Anche gli spazi fisici dove si svolgevano gli screening sono cambiati. I centri di screening hanno iniziato a esporre bandiere aborigene e opere d'arte locali, trasformando le sterili sale mediche in luoghi che sembrassero più simili a spazi comunitari. Il personale ha seguito una formazione estesa per comprendere meglio la sicurezza culturale, imparando come interagire con rispetto e come porre le domande corrette per identificare i pazienti aborigeni senza farli sentire isolati. Forse, cosa più importante, il programma si è avvalso di operatori sanitari aborigeni fidati per colmare il divario tra il sistema medico e la comunità. Questi operatori non si limitavano a distribuire volantini; intrattenevano conversazioni, ascoltavano le preoccupazioni e accompagnavano le donne agli appuntamenti. Creavano eventi di prenotazione di gruppo in cui le donne potevano partecipare insieme, rendendo l'esperienza meno intimidatoria e più un'attività comunitaria condivisa.
I ricercatori hanno scoperto che questi sforzi lavoravano all'unisono per creare un sistema in cui le donne aborigene si sentissero viste e valorizzate. L'aumento della partecipazione non era solo un numero; rappresentava donne che, precedentemente escluse, ora prendevano parte a cure salvavita. Lo studio ha sottolineato che, sebbene la pandemia avesse interrotto i servizi per tutti, le specifiche strategie di PUTUWA hanno aiutato le donne aborigene a recuperare e superare i livelli di partecipazione precedenti più velocemente rispetto alla popolazione generale nella fascia d'età più giovane. Il progetto ha inoltre evidenziato che, sebbene i sistemi di dati stiano migliorando, rimangono delle sfide nel raggiungere ogni donna, in particolare quelle che non avevano mai visitato una clinica prima d'ora. L'iniziativa continua a evolversi, con l'obiettivo di mantenere queste partnership e garantire che le misure di sicurezza culturale diventino una parte permanente del sistema sanitario.

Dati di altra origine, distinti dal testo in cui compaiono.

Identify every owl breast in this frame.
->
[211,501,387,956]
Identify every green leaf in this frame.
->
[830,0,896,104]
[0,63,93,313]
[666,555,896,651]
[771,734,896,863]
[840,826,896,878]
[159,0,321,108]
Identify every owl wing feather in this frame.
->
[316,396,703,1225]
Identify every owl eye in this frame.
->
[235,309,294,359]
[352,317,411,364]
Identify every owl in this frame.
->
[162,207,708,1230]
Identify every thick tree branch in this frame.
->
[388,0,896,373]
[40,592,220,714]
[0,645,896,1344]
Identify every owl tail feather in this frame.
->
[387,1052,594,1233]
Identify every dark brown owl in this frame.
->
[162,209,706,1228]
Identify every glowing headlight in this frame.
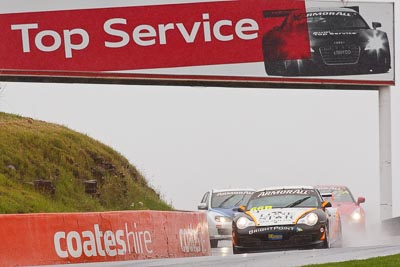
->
[215,216,232,223]
[365,34,385,50]
[350,209,361,221]
[236,217,256,229]
[297,212,318,226]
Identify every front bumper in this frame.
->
[284,46,390,76]
[232,224,325,252]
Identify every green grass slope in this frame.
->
[0,112,172,214]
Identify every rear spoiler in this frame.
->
[345,6,360,13]
[321,193,333,198]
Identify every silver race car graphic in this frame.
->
[263,7,391,76]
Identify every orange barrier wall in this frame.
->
[0,211,211,266]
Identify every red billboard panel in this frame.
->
[0,0,394,85]
[0,211,211,266]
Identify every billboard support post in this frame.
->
[379,86,392,221]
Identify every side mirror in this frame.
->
[372,22,382,30]
[197,203,208,210]
[321,201,332,208]
[238,205,246,212]
[357,197,365,205]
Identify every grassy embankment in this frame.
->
[304,254,400,267]
[0,112,172,214]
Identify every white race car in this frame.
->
[232,186,342,254]
[198,189,255,248]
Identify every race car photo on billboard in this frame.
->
[232,186,342,254]
[262,6,391,76]
[197,188,255,248]
[315,185,366,234]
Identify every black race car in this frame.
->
[263,7,391,76]
[232,186,342,254]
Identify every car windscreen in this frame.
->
[319,188,355,202]
[246,190,320,210]
[307,12,369,31]
[211,191,254,209]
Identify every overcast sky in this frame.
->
[0,1,400,226]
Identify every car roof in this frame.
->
[211,188,256,193]
[257,185,315,191]
[315,185,350,191]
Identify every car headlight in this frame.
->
[365,33,385,50]
[350,208,361,222]
[236,217,256,229]
[297,212,318,226]
[215,216,232,223]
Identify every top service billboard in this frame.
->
[0,0,395,86]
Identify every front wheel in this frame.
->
[323,226,331,248]
[210,239,218,248]
[232,245,244,254]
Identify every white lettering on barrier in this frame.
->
[53,223,153,258]
[11,23,89,58]
[11,13,259,58]
[103,13,259,48]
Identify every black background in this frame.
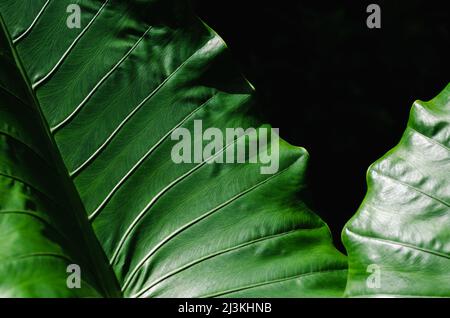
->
[193,0,450,249]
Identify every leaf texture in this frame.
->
[0,0,347,297]
[342,85,450,297]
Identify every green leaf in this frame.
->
[0,0,347,297]
[342,85,450,297]
[0,14,120,297]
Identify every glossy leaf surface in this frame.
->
[0,0,347,297]
[343,85,450,297]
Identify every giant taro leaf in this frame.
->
[0,0,347,297]
[342,85,450,297]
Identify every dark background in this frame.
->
[193,0,450,250]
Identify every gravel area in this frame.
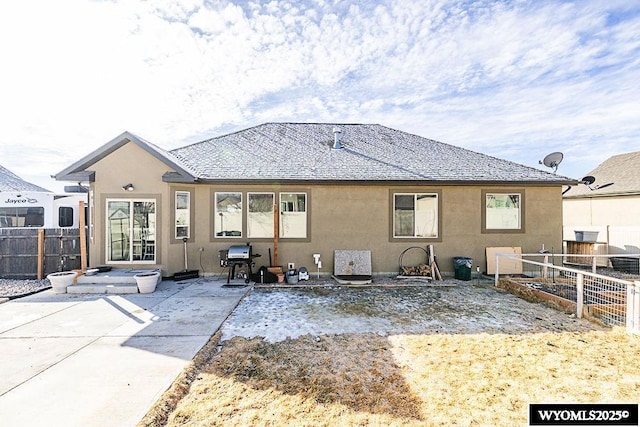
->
[222,281,599,342]
[0,279,51,298]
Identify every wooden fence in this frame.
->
[0,228,81,279]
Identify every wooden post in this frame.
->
[576,273,584,319]
[78,200,89,271]
[271,204,280,267]
[38,228,44,280]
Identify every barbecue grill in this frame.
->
[220,245,260,284]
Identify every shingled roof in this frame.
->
[564,151,640,199]
[0,166,50,193]
[169,123,575,185]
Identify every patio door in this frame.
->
[106,199,156,263]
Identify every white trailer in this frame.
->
[0,191,87,229]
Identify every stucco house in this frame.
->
[563,151,640,254]
[55,123,575,276]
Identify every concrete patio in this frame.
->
[0,278,250,427]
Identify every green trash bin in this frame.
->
[453,256,473,280]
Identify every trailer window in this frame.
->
[58,206,73,227]
[0,207,44,227]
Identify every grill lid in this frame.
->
[227,245,251,260]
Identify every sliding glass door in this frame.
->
[106,199,156,263]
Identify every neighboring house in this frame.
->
[55,123,576,275]
[0,166,87,229]
[563,151,640,254]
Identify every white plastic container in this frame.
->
[133,271,160,294]
[47,271,78,294]
[575,231,600,242]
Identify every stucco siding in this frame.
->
[165,185,562,274]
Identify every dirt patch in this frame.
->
[142,286,640,426]
[156,331,640,426]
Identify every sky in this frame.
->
[0,0,640,191]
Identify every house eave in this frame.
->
[192,178,577,187]
[563,191,640,200]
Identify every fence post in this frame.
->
[627,280,640,335]
[576,273,584,319]
[36,228,44,280]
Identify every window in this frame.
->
[484,192,522,230]
[0,207,44,227]
[58,206,73,227]
[393,193,438,238]
[279,193,307,239]
[214,193,242,237]
[107,200,156,262]
[175,191,191,239]
[247,193,275,239]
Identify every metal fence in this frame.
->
[0,228,81,279]
[495,254,640,335]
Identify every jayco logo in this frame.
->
[4,197,38,205]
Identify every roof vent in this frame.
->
[331,127,342,150]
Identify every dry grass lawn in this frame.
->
[141,329,640,426]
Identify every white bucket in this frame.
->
[133,271,160,294]
[47,271,78,294]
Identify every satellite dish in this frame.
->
[539,151,564,173]
[595,182,613,190]
[580,175,613,191]
[580,175,596,185]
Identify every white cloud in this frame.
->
[0,0,640,191]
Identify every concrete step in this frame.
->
[76,268,161,285]
[67,280,138,294]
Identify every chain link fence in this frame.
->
[495,253,640,335]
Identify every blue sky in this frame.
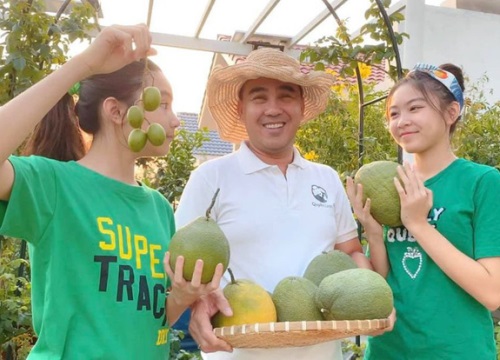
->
[80,0,442,113]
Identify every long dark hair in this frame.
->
[21,59,160,161]
[386,63,465,134]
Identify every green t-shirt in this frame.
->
[365,159,500,360]
[0,156,175,360]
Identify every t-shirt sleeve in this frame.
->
[473,169,500,259]
[0,156,56,243]
[175,168,217,229]
[334,173,358,244]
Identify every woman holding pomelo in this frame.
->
[347,64,500,360]
[0,25,222,359]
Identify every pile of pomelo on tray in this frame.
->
[212,250,393,327]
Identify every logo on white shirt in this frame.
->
[311,185,328,204]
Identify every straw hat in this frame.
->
[207,48,334,143]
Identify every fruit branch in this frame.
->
[205,188,220,221]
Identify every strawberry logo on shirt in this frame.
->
[402,247,423,279]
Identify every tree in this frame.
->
[453,74,500,170]
[296,84,397,179]
[140,128,209,206]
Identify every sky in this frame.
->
[73,0,443,113]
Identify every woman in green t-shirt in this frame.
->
[0,25,223,360]
[347,64,500,360]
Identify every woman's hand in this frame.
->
[163,251,224,308]
[394,163,433,232]
[75,24,156,77]
[346,177,382,241]
[189,289,233,353]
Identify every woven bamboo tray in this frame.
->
[214,319,389,348]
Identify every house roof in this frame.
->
[177,112,233,156]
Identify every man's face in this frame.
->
[238,78,304,156]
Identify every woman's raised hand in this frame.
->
[75,24,156,76]
[346,177,382,240]
[163,251,224,307]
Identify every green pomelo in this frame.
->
[169,216,229,284]
[211,269,276,327]
[128,129,148,152]
[316,269,394,320]
[147,123,166,146]
[354,160,402,227]
[273,276,323,321]
[304,250,358,286]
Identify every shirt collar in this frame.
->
[236,141,308,174]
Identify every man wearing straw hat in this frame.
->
[176,48,380,360]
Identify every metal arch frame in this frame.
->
[322,0,405,168]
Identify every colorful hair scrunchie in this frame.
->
[410,63,464,111]
[68,82,80,96]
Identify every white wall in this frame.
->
[400,0,500,101]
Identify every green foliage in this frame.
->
[139,128,209,204]
[0,236,34,356]
[296,86,397,178]
[0,0,96,105]
[495,322,500,360]
[301,0,408,80]
[453,75,500,169]
[170,329,201,360]
[342,339,366,360]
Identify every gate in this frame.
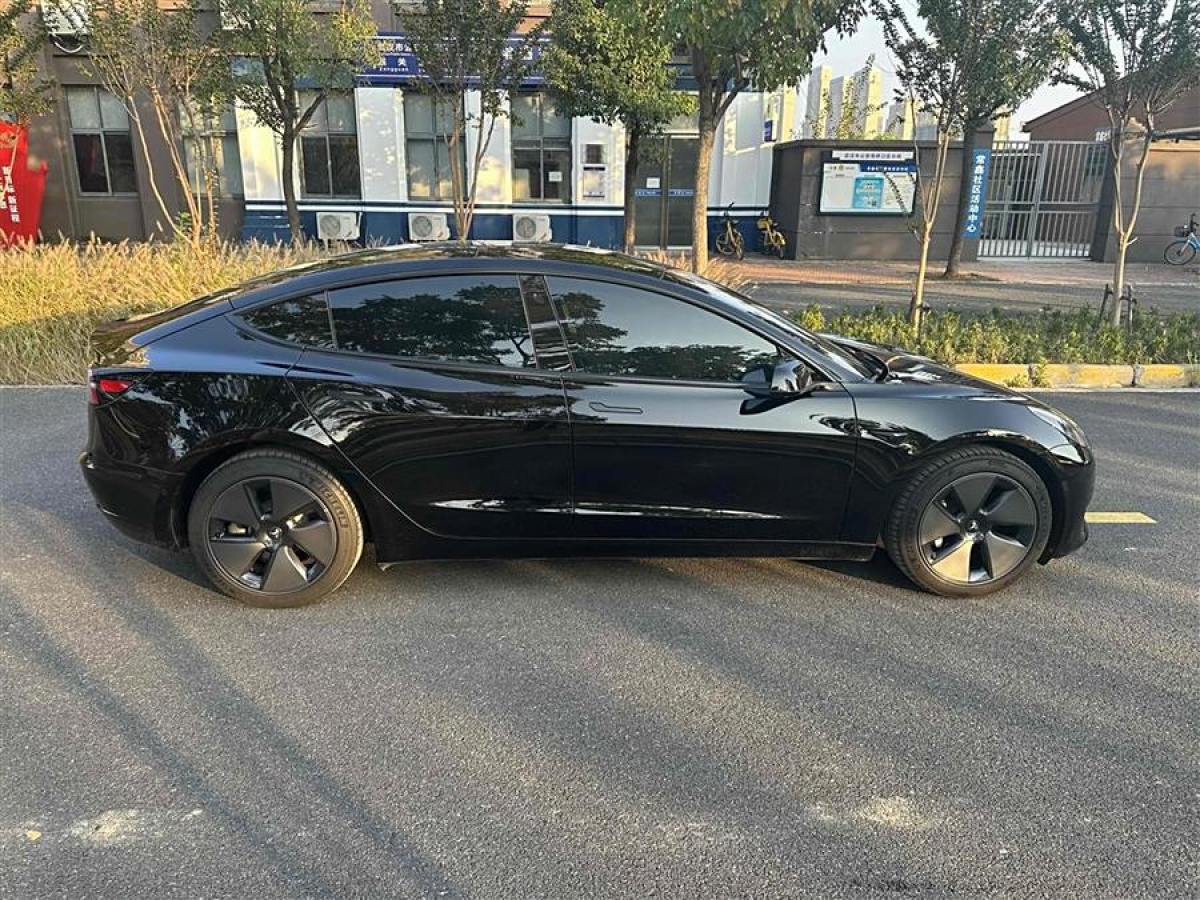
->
[979,140,1108,258]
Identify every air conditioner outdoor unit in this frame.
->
[408,212,450,241]
[317,212,359,241]
[512,212,551,244]
[42,0,88,35]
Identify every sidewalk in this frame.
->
[728,256,1200,289]
[728,257,1200,314]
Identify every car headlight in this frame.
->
[1030,407,1087,446]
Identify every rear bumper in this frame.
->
[1039,446,1096,563]
[79,451,179,547]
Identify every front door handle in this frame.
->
[588,401,642,415]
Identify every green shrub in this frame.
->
[793,306,1200,371]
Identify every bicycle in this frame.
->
[1163,212,1200,265]
[716,203,746,259]
[755,212,787,259]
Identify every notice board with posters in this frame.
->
[817,150,917,216]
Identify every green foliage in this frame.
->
[0,0,52,124]
[664,0,863,271]
[872,0,1066,133]
[541,0,695,133]
[1055,0,1200,131]
[793,306,1200,364]
[397,0,545,241]
[218,0,378,138]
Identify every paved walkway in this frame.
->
[732,257,1200,312]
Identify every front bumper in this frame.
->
[79,451,180,547]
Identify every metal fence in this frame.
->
[979,140,1108,258]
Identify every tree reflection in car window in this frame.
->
[547,276,780,382]
[242,294,334,348]
[329,275,535,368]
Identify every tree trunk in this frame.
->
[908,229,934,335]
[691,92,716,275]
[624,125,642,253]
[281,128,304,244]
[942,125,977,278]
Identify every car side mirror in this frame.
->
[770,359,814,396]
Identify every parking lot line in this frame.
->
[1084,511,1158,524]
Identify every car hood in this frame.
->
[822,335,1043,406]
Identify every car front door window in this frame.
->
[547,276,780,382]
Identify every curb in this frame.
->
[954,362,1200,389]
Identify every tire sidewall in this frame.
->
[886,448,1054,596]
[187,450,362,608]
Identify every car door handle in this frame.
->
[588,401,642,415]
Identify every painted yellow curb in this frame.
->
[1039,364,1133,388]
[955,362,1030,386]
[1134,364,1200,388]
[1084,512,1158,524]
[954,362,1200,388]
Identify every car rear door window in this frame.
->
[242,294,334,349]
[547,276,780,382]
[329,275,536,368]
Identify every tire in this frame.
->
[187,449,362,608]
[883,446,1054,596]
[1163,240,1196,265]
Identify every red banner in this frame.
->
[0,122,47,246]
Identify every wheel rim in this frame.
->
[206,478,337,594]
[918,472,1038,584]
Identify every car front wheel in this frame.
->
[883,446,1052,596]
[187,449,362,607]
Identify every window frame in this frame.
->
[296,90,362,200]
[226,269,549,378]
[62,84,142,199]
[509,90,575,206]
[545,272,801,390]
[179,104,246,199]
[401,90,467,203]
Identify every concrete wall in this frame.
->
[1026,88,1200,140]
[770,136,988,262]
[1093,140,1200,262]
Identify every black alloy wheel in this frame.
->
[883,446,1054,596]
[188,449,362,607]
[920,472,1038,584]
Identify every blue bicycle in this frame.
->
[1163,212,1200,265]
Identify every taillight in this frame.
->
[88,376,133,406]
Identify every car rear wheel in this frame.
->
[883,446,1052,596]
[187,450,362,607]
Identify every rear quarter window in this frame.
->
[242,294,334,350]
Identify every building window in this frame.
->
[404,92,467,200]
[66,88,138,194]
[300,94,362,198]
[179,107,244,197]
[512,94,571,203]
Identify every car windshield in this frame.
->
[666,269,875,378]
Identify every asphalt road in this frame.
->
[0,389,1200,900]
[745,278,1200,313]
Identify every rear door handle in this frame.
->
[588,401,642,415]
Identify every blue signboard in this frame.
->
[355,31,546,88]
[962,149,991,238]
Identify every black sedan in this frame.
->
[82,245,1093,606]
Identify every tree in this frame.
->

In definitiva, l'iniziativa PUTUWA dimostra che quando un programma sanitario è costruito sul rispetto, sulla fiducia e su una genuina collaborazione con la comunità, può superare barriere profondamente radicate. L'aumento della partecipazione allo screening suggerisce che le donne aborigene sono pronte a impegnarsi quando la porta viene tenuta aperta con comprensione, piuttosto che con un semplice invito. Abbassando l'età dello screening e avvolgendo il servizio in una cornice di sicurezza culturale, il programma ha iniziato a cambiare la traiettoria dei risultati relativi al tumore al seno per le donne aborigene nel Nuovo Galles del Sud. Il lavoro è in corso, ma la strada da seguire è chiara: continuare la collaborazione, ascoltare i bisogni della comunità e garantire che ogni donna si senta abbastanza al sicuro da varcare la soglia e riscaldare le proprie mani vicino al fuoco.